Michael Glass, Ph.D
Associate Professor of Research in Neuroscience
Mission
Glutamate signaling plays a critical role in brain development, health, adaptability, and pathology. My lab investigates the role of brain glutamate signaling via NMDA and AMPA-type glutamate receptors in common health problems including hypertension and drug addiction.
Current Research
Hypertension is a major risk factor for diseases of systemic organs, the vasculature, as well as the brain.
Hypertension is a leading contributor to the global burden of disease and is a major yet modifiable risk factor for renal, cardiovascular, and cerebrovascular disorders. The hormone Angiotensin II (AngII) plays a critical role in blood pressure regulation, hypertension, and anti-hypertension therapeutics. Preclinical evidence indicates that AngII contributes to hypertension, in part, by acting in the brain, however, how it does this is incompletely understood.
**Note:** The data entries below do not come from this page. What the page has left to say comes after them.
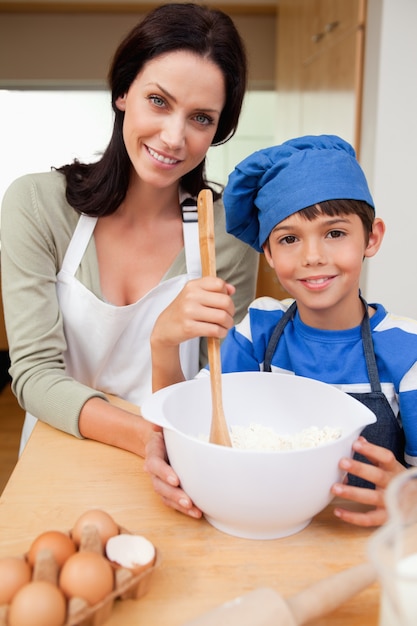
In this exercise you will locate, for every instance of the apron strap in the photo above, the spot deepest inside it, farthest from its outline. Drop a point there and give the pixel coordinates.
(368, 348)
(276, 334)
(367, 343)
(191, 236)
(78, 244)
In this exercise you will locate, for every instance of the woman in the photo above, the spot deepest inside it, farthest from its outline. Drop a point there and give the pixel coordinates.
(92, 253)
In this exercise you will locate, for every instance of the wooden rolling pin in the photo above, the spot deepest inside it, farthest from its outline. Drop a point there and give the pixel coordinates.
(266, 607)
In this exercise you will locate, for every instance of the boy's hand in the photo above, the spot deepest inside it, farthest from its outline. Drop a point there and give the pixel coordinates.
(384, 467)
(165, 481)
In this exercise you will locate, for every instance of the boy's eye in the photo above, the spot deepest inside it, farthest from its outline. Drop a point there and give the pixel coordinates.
(334, 234)
(288, 239)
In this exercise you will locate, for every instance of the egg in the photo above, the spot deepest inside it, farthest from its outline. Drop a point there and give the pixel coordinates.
(87, 575)
(60, 544)
(14, 573)
(38, 603)
(102, 521)
(131, 551)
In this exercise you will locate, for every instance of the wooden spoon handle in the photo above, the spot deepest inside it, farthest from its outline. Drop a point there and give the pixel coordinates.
(219, 431)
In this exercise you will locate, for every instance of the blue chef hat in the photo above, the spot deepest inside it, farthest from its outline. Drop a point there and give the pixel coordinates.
(273, 183)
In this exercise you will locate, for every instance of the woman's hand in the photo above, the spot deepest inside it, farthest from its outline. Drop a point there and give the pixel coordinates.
(384, 467)
(203, 308)
(164, 479)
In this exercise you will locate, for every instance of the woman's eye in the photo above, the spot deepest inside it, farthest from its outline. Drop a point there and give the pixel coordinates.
(334, 234)
(203, 119)
(157, 101)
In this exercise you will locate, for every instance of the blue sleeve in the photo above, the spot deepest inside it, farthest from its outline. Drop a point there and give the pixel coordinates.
(237, 354)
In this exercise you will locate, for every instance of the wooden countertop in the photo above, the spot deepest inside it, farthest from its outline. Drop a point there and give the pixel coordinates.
(58, 477)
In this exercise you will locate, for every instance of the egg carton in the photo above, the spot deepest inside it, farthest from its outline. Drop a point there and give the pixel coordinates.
(128, 584)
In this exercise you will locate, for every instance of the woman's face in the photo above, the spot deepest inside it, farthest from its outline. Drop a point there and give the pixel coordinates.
(172, 110)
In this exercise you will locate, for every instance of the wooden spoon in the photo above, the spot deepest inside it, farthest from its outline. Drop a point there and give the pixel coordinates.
(219, 432)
A major goal of this lab is to improve our understanding of the relationship between AngII, the neural control of blood pressure, and glutamate signaling in the hypothalamus, a key coordinator of autonomic and neurohumoral systems involved in blood pressure control.
Select Findings
Using high-resolution nanogold immunohistochemistry, we provide evidence that AngII-induced hypertension is associated with a significant increase in the distribution of the essential NMDA GluN1 receptor subunit near presumably functional sites near the plasma membrane (circles) of dendrites (GluN1-d) of PVN neurons.
We have provided evidence that functional hypothalamic postsynaptic NMDA receptors, likely, in part, by modulating the production of reactive oxygen species and nitric oxide, play a critical role in the emergence of hypertension induced by AngII. In particular, we have shown that AngII-dependent hypertension is associated with an increased accumulation of NMDA receptors at the plasma membrane of dendrites of PVN neurons.
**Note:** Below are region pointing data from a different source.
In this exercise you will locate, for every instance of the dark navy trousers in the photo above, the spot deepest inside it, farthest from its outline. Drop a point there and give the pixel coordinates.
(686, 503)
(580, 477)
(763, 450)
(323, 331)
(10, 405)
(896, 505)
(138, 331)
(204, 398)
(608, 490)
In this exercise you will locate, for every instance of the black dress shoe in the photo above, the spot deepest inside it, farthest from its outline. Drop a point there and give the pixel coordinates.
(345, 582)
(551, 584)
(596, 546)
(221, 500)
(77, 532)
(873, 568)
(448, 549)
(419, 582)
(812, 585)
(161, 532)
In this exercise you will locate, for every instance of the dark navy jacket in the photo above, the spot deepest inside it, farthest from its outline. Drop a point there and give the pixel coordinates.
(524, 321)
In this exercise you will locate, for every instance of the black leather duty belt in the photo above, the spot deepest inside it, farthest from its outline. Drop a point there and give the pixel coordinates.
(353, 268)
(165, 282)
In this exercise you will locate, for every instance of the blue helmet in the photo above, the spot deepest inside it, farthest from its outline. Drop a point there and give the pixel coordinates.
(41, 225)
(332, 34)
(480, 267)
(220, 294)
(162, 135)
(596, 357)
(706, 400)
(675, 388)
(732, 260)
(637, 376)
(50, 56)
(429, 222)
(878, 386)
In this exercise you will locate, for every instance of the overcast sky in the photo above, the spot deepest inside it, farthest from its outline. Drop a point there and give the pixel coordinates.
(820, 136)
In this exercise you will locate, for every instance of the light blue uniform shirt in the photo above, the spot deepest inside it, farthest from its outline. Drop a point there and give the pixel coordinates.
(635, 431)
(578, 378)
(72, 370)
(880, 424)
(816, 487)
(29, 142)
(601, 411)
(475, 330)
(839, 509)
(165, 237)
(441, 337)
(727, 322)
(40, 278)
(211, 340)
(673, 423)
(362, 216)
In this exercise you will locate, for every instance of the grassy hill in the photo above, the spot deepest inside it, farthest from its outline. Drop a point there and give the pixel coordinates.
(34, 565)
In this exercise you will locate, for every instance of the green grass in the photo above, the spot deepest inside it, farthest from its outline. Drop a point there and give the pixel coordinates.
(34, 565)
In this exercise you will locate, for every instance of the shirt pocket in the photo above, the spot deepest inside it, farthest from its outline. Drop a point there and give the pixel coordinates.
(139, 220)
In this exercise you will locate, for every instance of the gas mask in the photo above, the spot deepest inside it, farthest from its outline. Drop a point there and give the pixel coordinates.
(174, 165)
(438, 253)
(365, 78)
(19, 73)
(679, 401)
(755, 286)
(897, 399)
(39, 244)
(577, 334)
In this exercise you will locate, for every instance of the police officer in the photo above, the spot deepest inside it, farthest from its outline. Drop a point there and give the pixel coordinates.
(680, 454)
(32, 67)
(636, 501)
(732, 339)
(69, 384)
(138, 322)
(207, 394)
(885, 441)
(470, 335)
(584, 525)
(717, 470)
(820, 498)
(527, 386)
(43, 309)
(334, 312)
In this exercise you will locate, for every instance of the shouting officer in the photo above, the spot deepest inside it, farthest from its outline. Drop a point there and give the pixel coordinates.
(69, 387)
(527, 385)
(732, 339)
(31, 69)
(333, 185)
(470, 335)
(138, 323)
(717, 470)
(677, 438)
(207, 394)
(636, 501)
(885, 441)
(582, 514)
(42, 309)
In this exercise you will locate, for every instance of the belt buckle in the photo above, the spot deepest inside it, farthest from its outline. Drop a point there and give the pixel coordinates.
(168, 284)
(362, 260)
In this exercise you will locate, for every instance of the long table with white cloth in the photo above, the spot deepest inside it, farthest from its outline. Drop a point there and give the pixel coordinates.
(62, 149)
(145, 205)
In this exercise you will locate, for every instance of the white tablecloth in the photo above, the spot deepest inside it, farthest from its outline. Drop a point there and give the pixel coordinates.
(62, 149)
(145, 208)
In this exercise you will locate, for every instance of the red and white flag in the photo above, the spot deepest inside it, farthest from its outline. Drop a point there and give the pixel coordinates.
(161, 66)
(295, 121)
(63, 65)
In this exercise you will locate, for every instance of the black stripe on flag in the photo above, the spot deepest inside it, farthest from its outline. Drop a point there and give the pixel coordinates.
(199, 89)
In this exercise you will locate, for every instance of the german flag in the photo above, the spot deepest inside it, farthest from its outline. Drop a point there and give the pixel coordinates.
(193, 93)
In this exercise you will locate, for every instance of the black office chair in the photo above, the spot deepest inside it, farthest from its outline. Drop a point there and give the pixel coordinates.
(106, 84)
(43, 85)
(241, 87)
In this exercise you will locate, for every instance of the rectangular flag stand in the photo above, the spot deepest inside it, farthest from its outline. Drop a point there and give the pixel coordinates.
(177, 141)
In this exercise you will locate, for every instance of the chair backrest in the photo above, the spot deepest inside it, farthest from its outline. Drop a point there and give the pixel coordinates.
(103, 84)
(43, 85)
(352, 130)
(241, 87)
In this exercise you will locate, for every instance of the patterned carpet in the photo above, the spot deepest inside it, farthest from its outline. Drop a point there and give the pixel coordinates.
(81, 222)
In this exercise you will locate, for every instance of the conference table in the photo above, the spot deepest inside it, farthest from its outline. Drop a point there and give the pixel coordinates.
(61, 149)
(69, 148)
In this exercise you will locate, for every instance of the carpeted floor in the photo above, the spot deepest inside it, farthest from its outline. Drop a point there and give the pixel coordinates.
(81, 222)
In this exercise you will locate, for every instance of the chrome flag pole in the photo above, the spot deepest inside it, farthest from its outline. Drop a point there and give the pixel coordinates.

In addition, using the Cre-lox system, we have also shown that spatial-temporal deletion of the essential NMDA GluN1 receptor subunit in PVN neurons suppresses the hypertensive response to AngII.
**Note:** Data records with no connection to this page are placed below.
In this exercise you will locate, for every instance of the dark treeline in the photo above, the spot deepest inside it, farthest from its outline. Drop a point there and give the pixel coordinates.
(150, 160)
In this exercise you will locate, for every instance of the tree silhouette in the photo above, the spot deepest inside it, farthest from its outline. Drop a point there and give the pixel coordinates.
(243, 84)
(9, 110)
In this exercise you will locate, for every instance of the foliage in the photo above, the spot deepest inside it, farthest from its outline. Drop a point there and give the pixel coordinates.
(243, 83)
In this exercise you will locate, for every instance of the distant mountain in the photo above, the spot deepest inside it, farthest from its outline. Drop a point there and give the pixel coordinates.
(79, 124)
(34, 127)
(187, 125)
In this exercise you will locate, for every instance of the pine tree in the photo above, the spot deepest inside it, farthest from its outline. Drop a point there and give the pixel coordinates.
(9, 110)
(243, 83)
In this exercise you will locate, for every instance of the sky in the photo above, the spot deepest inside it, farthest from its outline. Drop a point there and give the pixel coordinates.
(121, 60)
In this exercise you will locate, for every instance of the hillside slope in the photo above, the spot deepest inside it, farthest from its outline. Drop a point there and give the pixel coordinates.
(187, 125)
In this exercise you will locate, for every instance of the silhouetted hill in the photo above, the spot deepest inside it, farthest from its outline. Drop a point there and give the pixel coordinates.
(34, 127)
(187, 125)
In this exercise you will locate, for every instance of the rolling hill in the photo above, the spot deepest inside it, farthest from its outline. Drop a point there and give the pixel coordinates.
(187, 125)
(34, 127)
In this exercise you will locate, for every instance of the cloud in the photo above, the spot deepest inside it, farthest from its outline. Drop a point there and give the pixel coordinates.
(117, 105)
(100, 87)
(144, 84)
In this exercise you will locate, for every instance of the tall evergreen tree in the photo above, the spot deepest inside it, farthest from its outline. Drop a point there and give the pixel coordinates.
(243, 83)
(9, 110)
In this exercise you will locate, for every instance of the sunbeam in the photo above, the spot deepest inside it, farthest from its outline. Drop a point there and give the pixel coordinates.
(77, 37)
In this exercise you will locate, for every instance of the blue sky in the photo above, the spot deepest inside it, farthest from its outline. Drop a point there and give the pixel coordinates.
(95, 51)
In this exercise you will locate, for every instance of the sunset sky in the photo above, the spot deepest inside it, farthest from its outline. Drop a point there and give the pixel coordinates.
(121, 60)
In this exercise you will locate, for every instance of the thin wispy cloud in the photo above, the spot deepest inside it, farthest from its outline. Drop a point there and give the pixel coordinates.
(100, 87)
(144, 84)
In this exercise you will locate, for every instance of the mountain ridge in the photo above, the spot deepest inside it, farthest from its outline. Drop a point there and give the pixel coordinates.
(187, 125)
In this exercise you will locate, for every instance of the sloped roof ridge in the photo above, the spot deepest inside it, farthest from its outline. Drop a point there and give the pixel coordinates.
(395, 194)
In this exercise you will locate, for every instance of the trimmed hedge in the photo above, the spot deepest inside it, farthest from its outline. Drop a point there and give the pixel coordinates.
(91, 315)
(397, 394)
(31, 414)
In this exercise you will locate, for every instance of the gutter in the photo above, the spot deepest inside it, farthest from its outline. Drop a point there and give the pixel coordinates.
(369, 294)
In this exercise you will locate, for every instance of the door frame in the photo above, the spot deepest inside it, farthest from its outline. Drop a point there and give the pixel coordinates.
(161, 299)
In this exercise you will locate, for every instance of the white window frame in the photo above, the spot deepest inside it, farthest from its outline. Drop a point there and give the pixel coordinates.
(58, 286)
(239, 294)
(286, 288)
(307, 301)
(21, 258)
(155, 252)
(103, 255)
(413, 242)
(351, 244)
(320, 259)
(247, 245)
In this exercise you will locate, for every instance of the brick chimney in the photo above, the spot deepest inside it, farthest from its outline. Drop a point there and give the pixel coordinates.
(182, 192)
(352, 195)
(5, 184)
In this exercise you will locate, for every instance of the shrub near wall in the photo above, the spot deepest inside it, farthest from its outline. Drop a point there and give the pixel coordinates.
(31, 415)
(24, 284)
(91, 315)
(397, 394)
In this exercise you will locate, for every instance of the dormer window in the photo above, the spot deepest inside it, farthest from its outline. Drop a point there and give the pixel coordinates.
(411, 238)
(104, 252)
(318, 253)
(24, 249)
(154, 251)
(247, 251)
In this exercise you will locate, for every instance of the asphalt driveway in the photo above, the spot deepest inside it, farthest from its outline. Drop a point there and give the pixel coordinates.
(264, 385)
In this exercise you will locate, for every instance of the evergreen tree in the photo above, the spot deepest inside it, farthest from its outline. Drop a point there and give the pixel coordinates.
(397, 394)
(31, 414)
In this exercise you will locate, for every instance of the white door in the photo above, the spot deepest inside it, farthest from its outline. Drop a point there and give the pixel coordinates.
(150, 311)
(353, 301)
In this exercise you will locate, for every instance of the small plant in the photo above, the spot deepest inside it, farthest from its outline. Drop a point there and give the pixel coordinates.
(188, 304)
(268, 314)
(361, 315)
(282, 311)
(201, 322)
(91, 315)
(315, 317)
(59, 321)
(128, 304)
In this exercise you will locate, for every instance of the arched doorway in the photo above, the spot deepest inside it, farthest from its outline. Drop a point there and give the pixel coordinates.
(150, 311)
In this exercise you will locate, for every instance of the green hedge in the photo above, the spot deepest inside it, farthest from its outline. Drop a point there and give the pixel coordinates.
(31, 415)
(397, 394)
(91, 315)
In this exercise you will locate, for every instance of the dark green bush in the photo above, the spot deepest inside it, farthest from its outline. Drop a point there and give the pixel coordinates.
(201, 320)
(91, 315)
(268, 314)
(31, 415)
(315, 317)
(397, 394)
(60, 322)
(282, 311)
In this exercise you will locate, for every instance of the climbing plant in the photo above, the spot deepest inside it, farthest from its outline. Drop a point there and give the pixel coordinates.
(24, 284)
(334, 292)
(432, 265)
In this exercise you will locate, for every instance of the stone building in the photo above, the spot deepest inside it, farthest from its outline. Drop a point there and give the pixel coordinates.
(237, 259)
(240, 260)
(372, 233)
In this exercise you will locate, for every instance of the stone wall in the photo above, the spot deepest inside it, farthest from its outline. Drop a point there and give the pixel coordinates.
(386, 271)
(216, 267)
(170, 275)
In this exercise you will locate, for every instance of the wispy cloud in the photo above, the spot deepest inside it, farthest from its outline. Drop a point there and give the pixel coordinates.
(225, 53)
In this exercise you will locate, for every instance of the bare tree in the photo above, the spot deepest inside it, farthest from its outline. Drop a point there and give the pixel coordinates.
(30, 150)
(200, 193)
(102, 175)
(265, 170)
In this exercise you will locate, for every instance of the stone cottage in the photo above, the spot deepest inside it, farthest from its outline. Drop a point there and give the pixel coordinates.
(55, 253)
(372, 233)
To better understand the cellular mechanisms by which hypothalamic glutamate influences blood pressure we are currently investigating the link between glutamate and brain inflammatory signaling, specifically involving tumor necrosis factor alpha and reactive oxygen production via NADPH oxidase.
Ongoing studies are also directed at elucidating the role of sex differences in hypertension susceptibility.
Deletion of the essential GluN1 NMDA receptor subunit in the paraventricular hypothalamic nucleus via viral-vector meditated Cre delivery in floxed GluN1 mice inhibits nitric oxide production induced by NMDA and prevents AngII-mediated hypertension.